Germany lockdown measures: Germany is likely to extend a national lockdown beyond Jan. 10th to curb coronavirus infection rates that are still running high. The number of infections are putting huge strains on hospitals and health workers leading to extreme lockdown measures taken.

Chancellor Angela Merkel and regional leaders are expected to agree to extend the restrictions when they convene on Tuesday. It is still unclear as to how long tthe extension should last. There has also been debate on when schools and daycares should reopen again and is face to face interaction are. We wrote about it here>>.

“The numbers are still too high, so we will have to prolong the restrictions,” Health Minister Jens Spahn told RTL television in an interview on Saturday evening.

Infection rates had to be sustainably reduced, Spahn said, adding: “That is better than loosening too early and then, perhaps in as little as a few weeks, facing new and difficult questions.”

“The lockdown must be extended until the end of January,” Bavarian State Premier Markus Söder told German newspaper Bild on Sunday on the topic of Germany lockdown measures to curb new infections.

READ MORE: The number of infections remains high in Germany, Angela Merkel calls on Länder prime ministers to extend hard lockdown

“We will only see next week in the hospitals how strongly Christmas contributed to the spread of COVID-19 – the New Year effect will come only later,” Uwe Janssens, head of a group representing intensive-care doctors, told the Rheinische Post.

Officials from Germany’s 16 states agreed on a conference call on Saturday to extend restrictions, the Frankfurter Allgemeine Sonntagszeitung reported.

States hit hardest argued for a three-week extension until January 31, the Frankfurter Allgemeine reported, citing the meeting’s participants. These include Saxony, Thuringia, Baden-Württemberg, and Bavaria.

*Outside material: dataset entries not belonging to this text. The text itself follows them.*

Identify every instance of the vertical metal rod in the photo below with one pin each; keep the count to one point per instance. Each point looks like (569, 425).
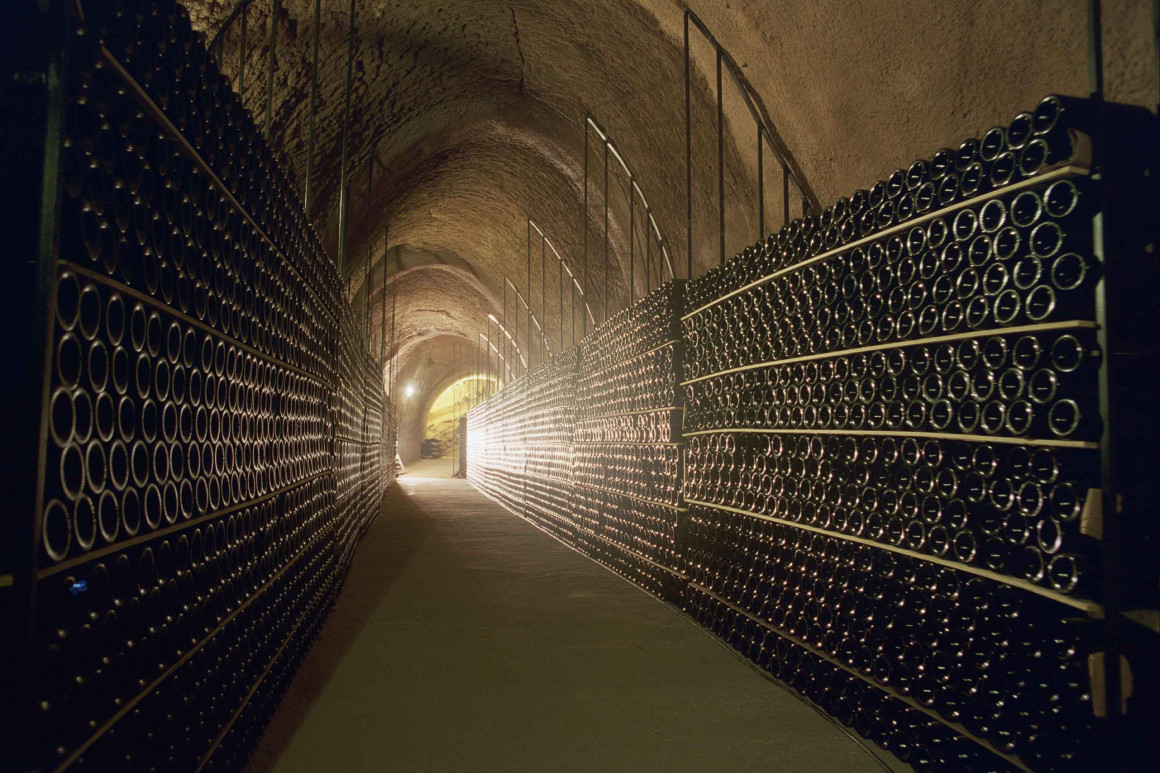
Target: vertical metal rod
(720, 156)
(584, 229)
(785, 195)
(632, 260)
(370, 186)
(1107, 341)
(761, 183)
(382, 334)
(241, 55)
(346, 131)
(688, 154)
(543, 301)
(604, 318)
(275, 8)
(313, 110)
(505, 370)
(649, 253)
(559, 306)
(394, 353)
(1155, 49)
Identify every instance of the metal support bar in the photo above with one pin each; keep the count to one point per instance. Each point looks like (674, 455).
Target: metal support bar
(313, 112)
(810, 201)
(761, 185)
(346, 131)
(604, 317)
(504, 374)
(275, 9)
(394, 352)
(720, 158)
(543, 300)
(370, 186)
(632, 211)
(559, 290)
(382, 336)
(584, 228)
(649, 258)
(1107, 340)
(688, 153)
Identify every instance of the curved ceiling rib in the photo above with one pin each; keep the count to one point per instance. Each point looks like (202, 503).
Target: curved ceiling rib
(477, 112)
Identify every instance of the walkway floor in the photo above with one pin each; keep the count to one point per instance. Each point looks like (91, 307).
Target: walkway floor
(468, 640)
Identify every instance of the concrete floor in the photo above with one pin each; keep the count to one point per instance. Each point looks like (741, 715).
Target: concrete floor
(468, 640)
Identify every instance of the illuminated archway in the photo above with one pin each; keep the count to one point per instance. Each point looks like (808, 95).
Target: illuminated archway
(452, 403)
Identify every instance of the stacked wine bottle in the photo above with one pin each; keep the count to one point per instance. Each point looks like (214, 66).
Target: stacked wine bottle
(217, 432)
(893, 463)
(628, 491)
(520, 445)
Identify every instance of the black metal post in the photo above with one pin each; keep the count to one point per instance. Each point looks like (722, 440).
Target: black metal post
(632, 260)
(584, 228)
(346, 131)
(604, 318)
(720, 157)
(761, 183)
(370, 185)
(275, 8)
(313, 112)
(543, 301)
(649, 254)
(1106, 338)
(688, 153)
(394, 351)
(382, 336)
(241, 55)
(504, 373)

The infection situation gives “no reason to sound the all-clear,” Lower Saxony’s premier, Stephan Weil, told the national daily Die Welt on Sunday.

Although it was “irritating,” the numbers of infections were simply too high to lift restrictions, Bavarian leader Söder added in a tweet.

But there was disagreement over how much longer to keep the measures in force. Some harder-hit states called for a three-week extension, and for schools to be kept closed, while others favoured a two-week extension.